## 1. One-sample hypothesis testing

### - **Research Question**:
We wish to determine whether the average life satisfaction of participants is above or in line with the national benchmark level. Assuming that the national benchmark average for life satisfaction is 5.0 (on a 10-point scale), we used this benchmark value as a reference to test whether life satisfaction in the project data was significantly above or below this standard.

### - **Variables**:
  - **Analytical variable**: `WELLNESS_life_satisfaction`, a score that represents an individual's overall satisfaction with their life, often closely related to factors such as social support and mental health.
  - **Rationale for variable selection**: life_satisfaction is an important indicator of well-being, and can help to measure an individual's overall assessment of life, particularly whether they have had a positive experience in terms of social relationships and emotional support.
  - **Visualisation**: use histograms and box and line plots to show the distribution of `WELLNESS_life_satisfaction`. The histogram will show concentrated trends in life satisfaction, and the box-and-line plot will provide detailed information on medians and quartiles and show outliers in the data.
  
### - **Analysis Plan**:
  - **Hypothesis**:
    - **Original Hypothesis (H0)**: the mean value of life satisfaction is equal to the baseline value, i.e.
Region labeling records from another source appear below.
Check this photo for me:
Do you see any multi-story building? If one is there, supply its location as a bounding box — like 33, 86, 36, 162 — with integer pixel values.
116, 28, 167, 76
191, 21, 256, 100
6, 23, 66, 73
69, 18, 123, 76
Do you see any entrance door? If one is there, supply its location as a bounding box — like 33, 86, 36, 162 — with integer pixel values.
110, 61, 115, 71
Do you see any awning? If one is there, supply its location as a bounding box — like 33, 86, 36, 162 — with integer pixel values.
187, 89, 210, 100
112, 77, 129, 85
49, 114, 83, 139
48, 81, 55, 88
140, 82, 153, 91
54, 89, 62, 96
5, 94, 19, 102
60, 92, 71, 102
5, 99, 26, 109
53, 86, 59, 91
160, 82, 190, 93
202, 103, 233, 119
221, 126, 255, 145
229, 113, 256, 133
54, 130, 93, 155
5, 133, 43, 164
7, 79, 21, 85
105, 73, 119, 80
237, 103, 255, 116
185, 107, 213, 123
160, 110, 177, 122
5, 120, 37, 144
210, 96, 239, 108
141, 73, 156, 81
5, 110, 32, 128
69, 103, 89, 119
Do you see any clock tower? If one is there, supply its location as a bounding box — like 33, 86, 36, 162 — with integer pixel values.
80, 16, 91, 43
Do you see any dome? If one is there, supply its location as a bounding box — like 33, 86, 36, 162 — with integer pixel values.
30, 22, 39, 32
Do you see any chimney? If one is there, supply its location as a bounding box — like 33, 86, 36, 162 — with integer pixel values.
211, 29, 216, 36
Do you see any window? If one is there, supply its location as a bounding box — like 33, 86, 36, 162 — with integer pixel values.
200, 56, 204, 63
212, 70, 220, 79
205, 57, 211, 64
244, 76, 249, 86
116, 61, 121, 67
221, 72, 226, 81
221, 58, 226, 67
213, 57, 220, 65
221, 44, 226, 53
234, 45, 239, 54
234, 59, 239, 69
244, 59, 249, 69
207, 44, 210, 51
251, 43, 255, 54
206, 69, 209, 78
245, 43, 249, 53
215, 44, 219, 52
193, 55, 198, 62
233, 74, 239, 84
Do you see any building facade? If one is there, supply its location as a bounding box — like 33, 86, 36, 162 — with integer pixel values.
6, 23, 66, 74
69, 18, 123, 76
H0:μ=5.0.
    - **Alternative hypothesis (H1)**: the mean value of life satisfaction is different from the benchmark value, i.e. H0:μ!=5.0.
    
  - **Prerequisites**:
    - **Random Sampling**: the sample needs to be randomly selected from the overall population to ensure the representativeness of the simulated data.
    - **Independence**: each observation in the sample is assumed to be independent, i.e. each individual's life satisfaction score is not influenced by others.  
    
  - **Simulation method**:
    1. calculate the sample mean from the original data and record it.
    2. Assuming that the original hypothesis H0) holds, generate a large number of randomly generated simulation samples, each with a mean value of 5.0 (i.e., assuming that life satisfaction meets the national benchmark).
    3. compute the distribution of means for the generated samples and find where the observed mean (i.e., the mean of the original data) falls within that distribution.
    4. calculate the p-value, which is the sum of the probabilities that the observed mean is at the extremes on either side of the simulated distribution, to determine whether the difference between the observed mean and the hypothesized benchmark is significant.
    5. compare the p-value to the level of significance (usually 0.05). If the p-value is less than 0.05, the original hypothesis is rejected and life satisfaction is considered significantly different from the benchmark.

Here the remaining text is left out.